While the team has struggled out of the gates en route to a 2-4-1 record, Tanguay has had middling success of his own, with two goals and two assists in seven games.
However, thanks to better performances in the last two outings, he'll go into tomorrow's home clash against the Phoenix Coyotes believing his game is rounding into the form.
"It's starting to come," Tanguay said in between bites of an orange. "There was a lot of criticism early in the season, especially after five games and in Montreal. I know I have to play better, I know what I have to do to play better.
"I feel the last couple of games I'm starting to skate, my confidence is coming up and I'm starting to see exactly where I fit into this team.
"I'm doing my thing instead of thinking, 'Should I be doing this or should I be doing that?' I know the system, I know what I have to do. It's just a matter of just reacting to what's going on."
Whether it was a decision predicated by Tanguay's improved play or the injury to centre Stephane Yelle, the left winger found himself on a new line yesterday.

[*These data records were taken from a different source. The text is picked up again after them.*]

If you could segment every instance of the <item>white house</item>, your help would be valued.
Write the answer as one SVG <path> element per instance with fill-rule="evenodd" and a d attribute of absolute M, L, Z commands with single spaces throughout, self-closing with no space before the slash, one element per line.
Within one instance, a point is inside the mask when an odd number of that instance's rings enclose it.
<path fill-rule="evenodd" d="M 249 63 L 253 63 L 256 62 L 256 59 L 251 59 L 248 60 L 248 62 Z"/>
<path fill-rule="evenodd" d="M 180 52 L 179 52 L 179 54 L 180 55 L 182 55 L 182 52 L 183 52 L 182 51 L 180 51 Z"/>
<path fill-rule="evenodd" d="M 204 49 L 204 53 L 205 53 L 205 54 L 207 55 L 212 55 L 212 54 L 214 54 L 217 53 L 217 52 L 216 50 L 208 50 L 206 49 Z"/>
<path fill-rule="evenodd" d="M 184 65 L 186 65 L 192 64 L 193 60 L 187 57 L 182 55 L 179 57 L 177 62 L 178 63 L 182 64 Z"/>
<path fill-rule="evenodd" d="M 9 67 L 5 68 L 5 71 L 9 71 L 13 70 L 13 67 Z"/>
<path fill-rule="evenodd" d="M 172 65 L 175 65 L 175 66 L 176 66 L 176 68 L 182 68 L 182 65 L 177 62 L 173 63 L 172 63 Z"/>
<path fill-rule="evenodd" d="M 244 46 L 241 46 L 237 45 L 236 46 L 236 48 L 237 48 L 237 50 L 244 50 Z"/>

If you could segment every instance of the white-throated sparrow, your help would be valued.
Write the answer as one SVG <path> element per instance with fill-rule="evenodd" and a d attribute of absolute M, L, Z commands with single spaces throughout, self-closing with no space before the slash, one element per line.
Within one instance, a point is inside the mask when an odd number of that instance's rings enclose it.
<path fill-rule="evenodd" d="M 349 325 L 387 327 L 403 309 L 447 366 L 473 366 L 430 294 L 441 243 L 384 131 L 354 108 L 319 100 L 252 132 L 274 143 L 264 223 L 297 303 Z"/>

Head coach Jim Playfair has returned Tanguay to the No. 1 unit with Jarome Iginla and Daymond Langkow for yesterday's practice.
It was a trio used through the first few games of the season with little success but Tanguay expects better the second go-around.
"I feel the first three games, when I was playing with Jarome and Daymond, they were playing good, I just wasn't moving," he said. "If we play together now, hopefully it can be different. Hopefully we can play well and be better for the team.
"I think we're all aware of where we are on the ice, now. Looking at the first few games, I watched a lot during the games to see what everybody's tendency was, so you get to know everybody better."
Iginla was excited about the reunion.
"The last game we all played together we all had a lot of chances that didn't go in," the captain said. "It's about scoring chances and percentages, if we can get the chances, we'll get them (goals). Every game, you feel a bit more familiar and if you get enough good chances, they'll go in.
"Sometimes, lines change and you go back and get hot together. I think this can be one of those times."
For his part, Playfair was noncommittal as to whether he would ice the trio against the Coyotes.
If not, Tanguay will continue to skate on a line with Chuck Kobasew and Matthew Lombardi.
Either way, he feels more at home at the 'Dome. Forgotten through his early season struggles was the adjustment he's been making off the ice.
Through his career, Tanguay has been able to fade into the shadows behind the likes of Joe Sakic, Milan Hejduk, Peter Forsberg and Rob Blake.
He'd never been under a microscope like the one that awaited him in the Stampede City.
"It is very different," Tanguay said. "There's definitely a lot of scrutiny here and everything is analyzed by everybody because the fans want to know what's going on. Hockey's in the spotlight here and it's something I have to deal with.
"I'm comfortable with it. It's a hockey market and a place everybody loves hockey. For a hockey player, it's fun to be in a city where you know you'll be cheered after you do well."